The next 12 to 24 months will determine whether Europe will be able to deal with the energy crisis without resorting to mandatory rationing or without losing too much competitiveness in the industry.

Europe’s energy systems were already put to the first real test this month amid an Arctic blast that swept through most of northwest Europe, bringing freezing temperatures, snow to the UK and reduced wind speeds in Germany.

Natural gas storage sites in the EU have started to drain, with storage at 84% from December 17, according to Gas Infrastructure Europe. Inventories are higher than last year at this time, but the real test for Europe will come next year when it will need to replenish gas storage facilities sufficiently to meet 2023/2024 winter demand.

This is where the planning becomes more difficult, depending on how low inventories will be after this winter and whether the EU has the ability to procure continued record volumes of LNG and continue to outperform Asia, especially if demand in China recovers after ‘ a reopening of strict Covid curbs.
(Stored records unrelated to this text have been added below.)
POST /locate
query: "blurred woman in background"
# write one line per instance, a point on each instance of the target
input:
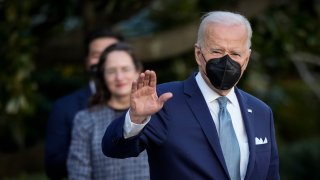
(115, 72)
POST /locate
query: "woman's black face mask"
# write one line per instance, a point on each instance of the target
(223, 72)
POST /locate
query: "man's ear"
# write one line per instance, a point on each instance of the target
(197, 54)
(247, 60)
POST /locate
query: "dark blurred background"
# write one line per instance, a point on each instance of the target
(42, 59)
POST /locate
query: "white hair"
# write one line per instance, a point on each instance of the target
(223, 17)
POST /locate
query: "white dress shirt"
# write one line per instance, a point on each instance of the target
(210, 96)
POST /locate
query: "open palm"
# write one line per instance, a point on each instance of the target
(144, 99)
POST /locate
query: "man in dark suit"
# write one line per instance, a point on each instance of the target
(59, 126)
(203, 127)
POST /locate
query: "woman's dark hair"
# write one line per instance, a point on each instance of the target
(103, 94)
(100, 33)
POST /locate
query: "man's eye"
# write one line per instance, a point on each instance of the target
(236, 54)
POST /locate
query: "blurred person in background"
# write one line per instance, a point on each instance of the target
(60, 122)
(116, 70)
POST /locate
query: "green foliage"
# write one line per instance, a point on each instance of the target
(300, 160)
(16, 66)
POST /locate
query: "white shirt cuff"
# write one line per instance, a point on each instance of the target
(131, 129)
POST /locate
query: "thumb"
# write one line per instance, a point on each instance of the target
(165, 97)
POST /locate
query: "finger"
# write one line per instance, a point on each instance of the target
(153, 79)
(140, 81)
(165, 97)
(147, 78)
(134, 87)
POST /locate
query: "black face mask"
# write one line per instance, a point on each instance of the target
(223, 72)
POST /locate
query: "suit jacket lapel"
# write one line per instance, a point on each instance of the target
(248, 118)
(200, 109)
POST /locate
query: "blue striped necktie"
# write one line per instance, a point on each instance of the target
(228, 140)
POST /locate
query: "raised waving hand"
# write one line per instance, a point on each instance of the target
(144, 100)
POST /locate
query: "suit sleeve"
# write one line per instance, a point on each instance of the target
(79, 161)
(273, 173)
(57, 143)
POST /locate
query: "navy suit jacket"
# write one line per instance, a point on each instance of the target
(182, 141)
(59, 128)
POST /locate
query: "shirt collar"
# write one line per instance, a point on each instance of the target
(210, 95)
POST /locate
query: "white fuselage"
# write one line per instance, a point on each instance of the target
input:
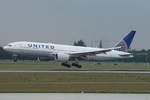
(49, 50)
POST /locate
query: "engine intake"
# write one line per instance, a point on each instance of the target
(62, 57)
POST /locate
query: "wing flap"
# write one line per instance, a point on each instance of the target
(93, 52)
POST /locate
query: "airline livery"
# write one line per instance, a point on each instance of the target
(65, 53)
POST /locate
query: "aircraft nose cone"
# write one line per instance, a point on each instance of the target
(5, 47)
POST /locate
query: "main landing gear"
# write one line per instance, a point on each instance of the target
(15, 58)
(66, 64)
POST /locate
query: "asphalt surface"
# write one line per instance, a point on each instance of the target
(79, 71)
(72, 96)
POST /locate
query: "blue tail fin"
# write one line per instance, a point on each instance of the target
(125, 43)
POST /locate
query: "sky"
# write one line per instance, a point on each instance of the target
(65, 21)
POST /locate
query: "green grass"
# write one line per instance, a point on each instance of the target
(74, 82)
(58, 82)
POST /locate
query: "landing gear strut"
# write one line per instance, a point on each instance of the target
(15, 58)
(69, 65)
(76, 65)
(66, 64)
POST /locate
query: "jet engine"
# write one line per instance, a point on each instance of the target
(62, 57)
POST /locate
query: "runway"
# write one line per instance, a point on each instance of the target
(79, 71)
(72, 96)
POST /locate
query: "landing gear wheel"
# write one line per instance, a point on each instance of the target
(76, 65)
(66, 65)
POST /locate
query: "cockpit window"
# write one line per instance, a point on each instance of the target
(9, 45)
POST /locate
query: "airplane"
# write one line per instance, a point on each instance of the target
(64, 53)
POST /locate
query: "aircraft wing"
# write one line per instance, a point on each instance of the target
(86, 53)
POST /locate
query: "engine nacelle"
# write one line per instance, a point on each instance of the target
(62, 57)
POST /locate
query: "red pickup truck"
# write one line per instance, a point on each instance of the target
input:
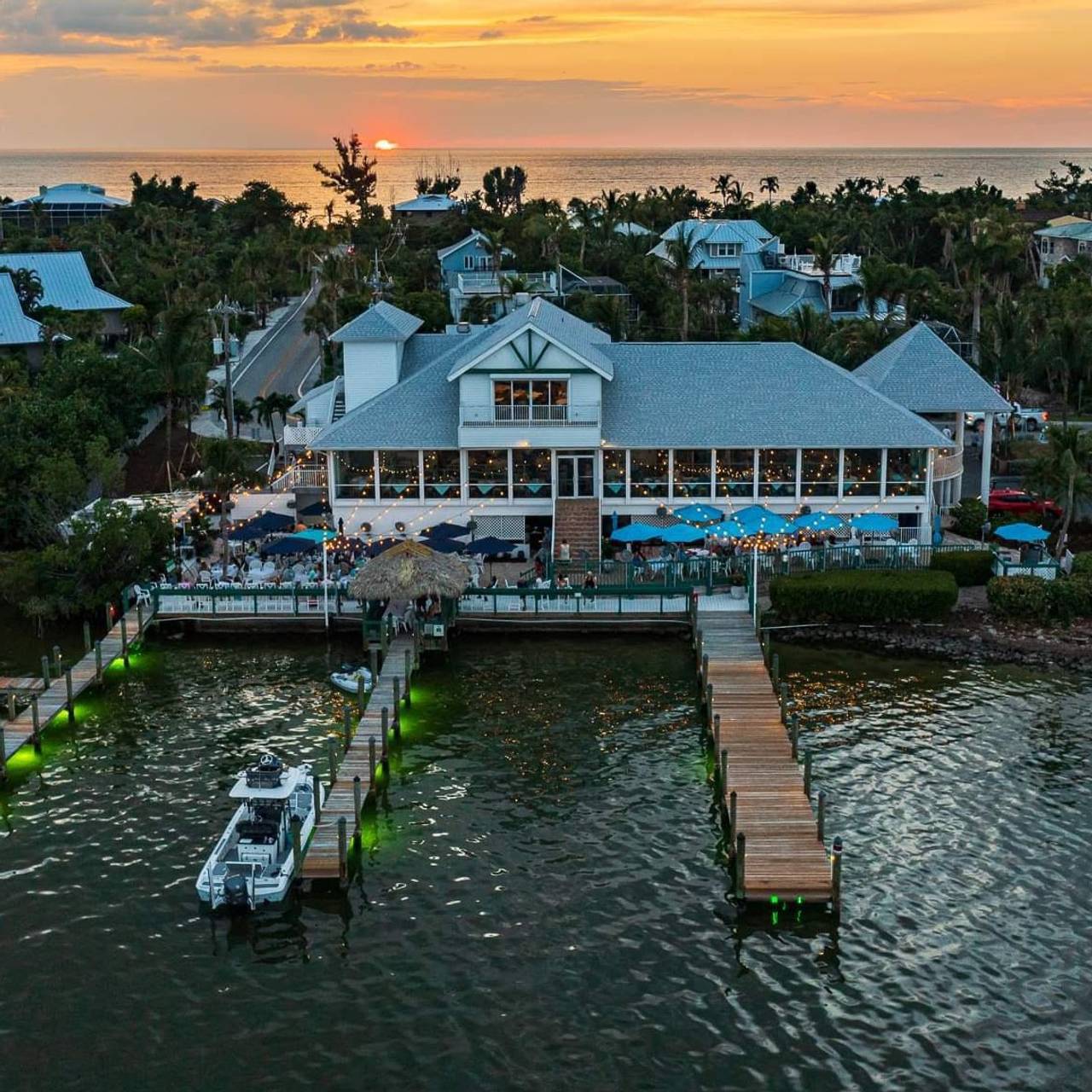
(1017, 502)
With lower gas consumption and not much Russian gas flowing through pipelines, the EU continued to reduce its dependence on Russia, from around 40% of imported gas supplies before the Russian invasion of Ukraine, to less than 9%according to EU figures from September.

However, the significant drop in Russian gas supply this year only occurred in June.

Before winter 2023/2024, the gas supply gap in Europe will be much larger without Russian gas. Europe will not import much Russian gas – or none at all if Russia cuts deliveries via the one link that is activated via Ukraine and via TurkStream – compared to relatively stable imports from Russia in the first half of this year before Moscow gradually increases volumes started cutting. via Nord Stream in June and then shut down the pipeline in early September.

According to s recent report from the IEA, if Russian gas supplies fall to zero and Chinese LNG demand recovers to 2021 levels, the EU could have a gas supply-demand gap of 27 billion cubic meters in 2023.

With the plunge in Russian pipeline gas deliveries, Europe will need “large volumes” of LNG next year, commodity trader Trafigura said earlier this month.

“Looking ahead, we expect gas and LNG markets to remain volatile,” Trafigura said in its statement annual report for the year to 30 September.

“While Europe needs to avoid a blackout this winter by drawing on stockpiles and reducing demand, it will need to import large volumes of LNG in 2023 given the massive reduction in flows from Russia,” Trafigura said.

Natural gas prices in Europe will need to remain high for the continent to continue to attract most of the LNG cargoes in competition with the other key demand centers, according to Trafigura. The commodities trader expects Europe to prioritize security of supply “through next winter and beyond”.

Major uncertainties with weather and the EU’s ability to compete with a potential increase in LNG demand in Asia will determine how Europe fares next winter.

“Behind us now are two months of ‘buyer’s market’ with peak inventory, hot weather, a long queue of LNG ships and suppressed TTF prices,” commodity analysts Ole Hvalbye and Bjarne Schieldrop of SEB Bank said early December.

“Ahead of us is the big Q1 uncertainty and at least 12 months of ‘seller’s market’ as the race is on to fill EU wet gas stocks to a satisfactory level by October 2023.”